Overuse of antibiotics is leading us towards a terrifying future where our best drugs simply don't work, and common medical procedures and illnesses could become as life-threatening as they were in centuries past. Researchers at The Rockefeller University have developed a new weapon in the war against antibiotic resistance, by creating a molecule that combines a virus and human antibodies to hunt down drug-resistant bacteria.

Last year, a report commissioned by the UK government concluded that superbugs could be responsible for the deaths of up to 10 million people each year by 2050. Worryingly, the first signs of this apocalyptic scenario might already be here, as our "last resort" antibiotics are already beginning to fail. Developing new ways to keep the bugs at bay is a priority for many teams, and their efforts so far include non-antibiotic compounds that soak up bacterial toxins, nullify their ability to latch onto healthy cells, or knock out their immunity to existing antibiotics.

Our antibiotics aren't the only things that hunt down bacteria: a certain type of virus, called a bacteriophage, also preys on them, using enzymes called lysins that bind to carbohydrates on the bacteria's surface, before slicing through the cell wall and killing the bug. Human antibodies work in a similar way, except they struggle to spot carbohydrates and bind instead to proteins. Noticing the similarities between the two, the Rockefeller team set about creating hybrid molecules that take the best of both worlds.

"Both antibodies and lysins have two discrete components," says Assaf Raz, lead researcher on the study. "They both have a part that binds their respective target, but whereas the second component of lysins cuts the bacterial cell wall, in antibodies it coordinates an immune response. This made it possible for us to mix and match, combining the viral piece responsible for latching onto a carbohydrate with the part of the antibody that tells immune cells how to respond."

The team made three different types of these hybrid molecules, which it calls "lysibodies." Two of them were created from viruses, while a third was derived from a bacteria, which uses a similar enzyme to change its cell walls as it grows. All three were engineered to target a common bacteria known as Staphylococcus aureus or Staph, and one particular antibiotic-resistant strain called MRSA.

When pit against the bugs, the lysibodies successfully latched onto the carbohydrates and triggered an immune response, and managed to do so for a variety of Staph strains as well as other related pathogens. In tests on mice infected with MRSA, one lysibody treatment worked to improve the lifespan of the animals while another prevented severe kidney infections from taking hold.

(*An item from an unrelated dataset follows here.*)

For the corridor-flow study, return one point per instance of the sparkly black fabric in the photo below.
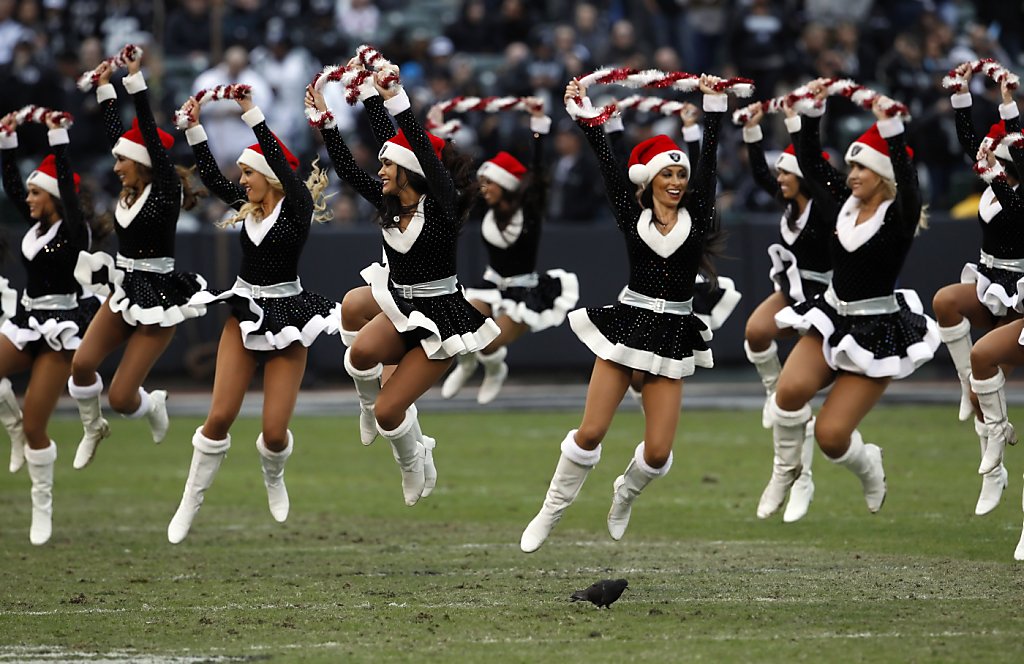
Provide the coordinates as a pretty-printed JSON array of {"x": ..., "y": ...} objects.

The treatment could help improve the human immune response to the presence of these superbugs, and with further research, the scientists might be able to adapt the technique to fight off other infections.

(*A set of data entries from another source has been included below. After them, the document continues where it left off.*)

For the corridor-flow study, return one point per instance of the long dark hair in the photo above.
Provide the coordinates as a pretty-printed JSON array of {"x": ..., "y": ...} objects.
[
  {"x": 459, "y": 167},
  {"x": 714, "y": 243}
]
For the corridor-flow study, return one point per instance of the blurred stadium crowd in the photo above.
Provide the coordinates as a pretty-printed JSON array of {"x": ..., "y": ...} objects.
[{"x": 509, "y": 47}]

"Based on our results, it may be possible to use not just lysins, but any molecule with a high affinity toward a target on any pathogen — be it virus, parasite, or fungus — to create hybrid antibodies," says Vincent A. Fischetti, the head of the Rockefeller research lab at Rockefeller that developed the method. "This approach could make it possible to develop a new class of immune boosting therapies for infectious diseases."

The research was published in the journal Proceedings for the National Academy of Sciences.